Evaluation results are always 0% success rates.

facebookresearch / r3m

Pre-training Reusable Representations for Robotic Manipulation Using Diverse Human Video Data

https://sites.google.com/view/robot-r3m/

MIT License

292 stars 45 forks source link

Evaluation results are always 0% success rates. #16

Closed jasonseu closed 2 years ago

jasonseu commented 2 years ago

Hi, thanks for your great work. I have configured all the environment depended by Franka Kitchen and Adroit about a month ago, and training results, and the training results look similar to the paper. However, recently I reconfigured the environment and ran the training command. The losses decreased normally, but the success rates are always 0.0%, whether on the kitchen_sdoor_open-v3 task or the pen-v0 task. I have tried my best to figure out this problem, but finally failed. Is this related to the recent updates to the mj_evns repository? Hope for help.

vikashplus commented 2 years ago

Can you check you are using the correct branch stable of mj_envs
If you are on the correct branch, you can try rolling it back a few commits to see when it worked for you. There are 3 small bug-fixes which largely are no-ops. It's likely we missed something.

@suraj-nair-1 -- can you try this at our end as well.

suraj-nair-1 commented 2 years ago

Looking at the commits my guess is the env updates maybe impacted something in the visuals/physics, which would produce a distribution shift between the R3M demo data and evaluation env. But not sure yet, I'll take a closer look and try it out in a bit.

vikashplus commented 2 years ago

I did some digging --

This is a renaming operation : https://github.com/vikashplus/mj_envs/commit/c2887e2e2f22ede5de1fd8eed5b69e05bb64c257 which was causing issues in in some operating systems
This is handling the corner case when values are 0 : https://github.com/vikashplus/mj_envs/commit/dfbc3c19d61e1dc24f246a0532a17634aa1e9b73
A version bump happened here on one of the submodule https://github.com/vikashplus/mj_envs/commit/c58ba644271f43efcb38e5d308913818ee7e9ba7 -- so my suspicion will be here. It indeed makes a difference in the hue. And if the demos are pre-recorded, this will cause an issue.
But this wont explain why pen-v0 task faced issues as pen has no dependency on this submodule.

@suraj-nair-1: I rolled it back on a new test brach https://github.com/vikashplus/mj_envs/tree/stable-bugtest to help with testing.
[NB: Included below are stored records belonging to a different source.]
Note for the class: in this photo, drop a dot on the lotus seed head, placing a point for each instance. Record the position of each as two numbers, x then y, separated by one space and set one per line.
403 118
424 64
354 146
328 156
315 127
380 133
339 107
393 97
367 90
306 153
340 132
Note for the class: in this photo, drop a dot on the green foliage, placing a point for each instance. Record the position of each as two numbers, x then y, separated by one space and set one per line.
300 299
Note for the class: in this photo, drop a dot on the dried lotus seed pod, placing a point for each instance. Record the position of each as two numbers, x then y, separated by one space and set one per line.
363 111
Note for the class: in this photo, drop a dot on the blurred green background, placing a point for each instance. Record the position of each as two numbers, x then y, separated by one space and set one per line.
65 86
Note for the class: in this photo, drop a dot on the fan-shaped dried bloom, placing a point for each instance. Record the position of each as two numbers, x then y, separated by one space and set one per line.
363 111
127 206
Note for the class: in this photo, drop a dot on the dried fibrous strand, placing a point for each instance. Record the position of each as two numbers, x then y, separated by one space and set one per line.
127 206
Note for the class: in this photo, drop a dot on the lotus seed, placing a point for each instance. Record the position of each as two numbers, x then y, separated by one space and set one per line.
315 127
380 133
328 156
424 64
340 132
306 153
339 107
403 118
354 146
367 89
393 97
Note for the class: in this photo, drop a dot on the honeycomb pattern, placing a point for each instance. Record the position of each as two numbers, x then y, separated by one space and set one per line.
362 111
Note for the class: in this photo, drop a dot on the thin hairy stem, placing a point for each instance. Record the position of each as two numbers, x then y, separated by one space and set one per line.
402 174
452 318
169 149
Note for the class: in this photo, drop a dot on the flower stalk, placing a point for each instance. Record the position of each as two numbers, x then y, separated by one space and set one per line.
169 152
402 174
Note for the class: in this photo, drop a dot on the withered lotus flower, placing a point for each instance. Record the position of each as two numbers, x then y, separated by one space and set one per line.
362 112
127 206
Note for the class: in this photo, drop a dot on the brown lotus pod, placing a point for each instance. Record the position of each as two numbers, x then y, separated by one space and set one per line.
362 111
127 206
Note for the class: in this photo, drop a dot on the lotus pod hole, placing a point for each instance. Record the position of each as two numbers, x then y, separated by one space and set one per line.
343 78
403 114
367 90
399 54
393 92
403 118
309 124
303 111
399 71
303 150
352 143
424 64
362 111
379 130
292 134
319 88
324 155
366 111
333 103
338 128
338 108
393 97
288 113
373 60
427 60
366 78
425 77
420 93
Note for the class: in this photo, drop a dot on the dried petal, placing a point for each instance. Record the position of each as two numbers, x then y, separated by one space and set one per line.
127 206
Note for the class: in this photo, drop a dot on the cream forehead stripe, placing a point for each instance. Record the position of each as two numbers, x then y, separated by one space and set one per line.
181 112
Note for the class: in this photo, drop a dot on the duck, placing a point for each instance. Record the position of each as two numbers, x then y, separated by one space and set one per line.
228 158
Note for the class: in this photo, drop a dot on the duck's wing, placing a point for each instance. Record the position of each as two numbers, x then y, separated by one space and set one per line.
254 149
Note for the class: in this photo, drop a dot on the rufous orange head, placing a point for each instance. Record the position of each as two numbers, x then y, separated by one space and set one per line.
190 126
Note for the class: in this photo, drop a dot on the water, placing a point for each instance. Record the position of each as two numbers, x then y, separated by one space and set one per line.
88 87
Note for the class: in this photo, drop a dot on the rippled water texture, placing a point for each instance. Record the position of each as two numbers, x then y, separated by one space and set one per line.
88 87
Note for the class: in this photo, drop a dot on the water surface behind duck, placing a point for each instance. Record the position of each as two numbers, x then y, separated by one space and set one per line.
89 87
Let's confirm that rolling back this version bump fixes things and then we will revert back the stable branch as well.

suraj-nair-1 commented 2 years ago

Yeah I just confirmed, things were working fine for me on this commit. When I re-cloned and installed the latest version of stable (and latest sub-modules), it no longer works and I indeed get the kitchen with completely different visuals. The demos are pre-collected so this will cause issues.

So I think reverting back to 8c8b68c9a77981ca3bd3ff13f114f13a783ce2bf should resolve this.

suraj-nair-1 commented 2 years ago

Also tested the new stable-bugtest branch and it behaves as expected.

vikashplus commented 2 years ago

@suraj-nair-1 -- both kitchen as well as the pen-v0 tasks? Once I get a thumbs up, I'll merge stable-bugtest with stable.

suraj-nair-1 commented 2 years ago

Just tested, I also get the expected performance for pen-v0. I think you should be good to merge.

vikashplus commented 2 years ago

Fixed in 8d125b5dbf48118cf34915ec2351608db469882b